安達結希さんの遺体が遺棄された現場付近に供えられた花や飲み物など=22日、京都府南丹市

 京都府南丹市で市立園部小の安達結希さんの遺体が遺棄された事件は、死体遺棄容疑で父親の安達優季容疑者が逮捕されてから1週間。地域に動揺が広がる中、遺体の発見現場近くの献花台には追悼の花や菓子があふれんばかりに供えられた。学校側は児童の安全確保と心のケアに当たっている。

 結希さんは3月23日に行方不明となった。園部小では警察官やボランティアらによる登下校の見守りを強化。容疑者の逮捕後も継続している。

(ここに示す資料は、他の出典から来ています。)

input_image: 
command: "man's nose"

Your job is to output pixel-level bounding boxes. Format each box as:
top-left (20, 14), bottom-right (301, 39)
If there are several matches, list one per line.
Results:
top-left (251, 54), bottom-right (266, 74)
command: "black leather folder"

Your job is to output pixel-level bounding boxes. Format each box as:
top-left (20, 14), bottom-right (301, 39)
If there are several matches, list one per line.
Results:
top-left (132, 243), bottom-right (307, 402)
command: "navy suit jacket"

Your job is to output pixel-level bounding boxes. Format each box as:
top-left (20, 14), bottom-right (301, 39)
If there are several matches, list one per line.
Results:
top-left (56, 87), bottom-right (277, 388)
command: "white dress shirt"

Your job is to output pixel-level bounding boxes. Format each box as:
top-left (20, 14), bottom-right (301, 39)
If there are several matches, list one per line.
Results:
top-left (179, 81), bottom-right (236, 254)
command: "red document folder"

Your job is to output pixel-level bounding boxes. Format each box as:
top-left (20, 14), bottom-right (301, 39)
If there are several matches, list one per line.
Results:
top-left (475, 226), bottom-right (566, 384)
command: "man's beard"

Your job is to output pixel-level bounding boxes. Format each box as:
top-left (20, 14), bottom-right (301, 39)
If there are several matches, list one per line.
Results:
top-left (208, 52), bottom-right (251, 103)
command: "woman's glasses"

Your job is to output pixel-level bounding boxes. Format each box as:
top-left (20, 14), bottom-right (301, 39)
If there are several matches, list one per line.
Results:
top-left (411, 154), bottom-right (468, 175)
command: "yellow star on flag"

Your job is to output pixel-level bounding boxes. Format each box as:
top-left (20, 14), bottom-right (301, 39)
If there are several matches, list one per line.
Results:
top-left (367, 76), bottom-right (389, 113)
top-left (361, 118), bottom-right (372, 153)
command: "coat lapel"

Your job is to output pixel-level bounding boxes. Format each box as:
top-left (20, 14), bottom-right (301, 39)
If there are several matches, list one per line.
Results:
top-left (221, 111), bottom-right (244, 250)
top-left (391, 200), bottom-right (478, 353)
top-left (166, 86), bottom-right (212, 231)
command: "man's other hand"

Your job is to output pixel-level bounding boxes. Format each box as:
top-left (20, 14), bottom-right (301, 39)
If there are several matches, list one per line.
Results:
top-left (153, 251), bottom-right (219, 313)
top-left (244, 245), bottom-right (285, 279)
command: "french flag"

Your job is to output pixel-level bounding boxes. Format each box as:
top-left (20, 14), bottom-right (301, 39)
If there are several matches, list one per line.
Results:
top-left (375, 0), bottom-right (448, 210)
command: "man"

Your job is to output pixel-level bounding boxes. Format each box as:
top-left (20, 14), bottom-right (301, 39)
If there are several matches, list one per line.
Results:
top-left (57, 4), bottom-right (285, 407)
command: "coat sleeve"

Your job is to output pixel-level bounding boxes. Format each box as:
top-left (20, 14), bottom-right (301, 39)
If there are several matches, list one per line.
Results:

 捜査関係者によると、結希さんは携帯電話を持っておらず、位置情報を基にした捜索ができなかった。市教育委員会によると、保護者の要望を踏まえ、原則禁止だった携帯電話やGPS機能付き携帯端末の持参を4月から認めた。

 児童や教員の精神的ショックに対応するため、学校に1人だったスクールカウンセラーを2人に増やした。15日から連日配置し、児童らの相談に乗っているという。

 捜査関係者によると、容疑者は逮捕前の任意聴取に「車で小学校まで送っていったが、そのまま市内の別の場所に連れて行き殺害した」という趣旨の供述をしている。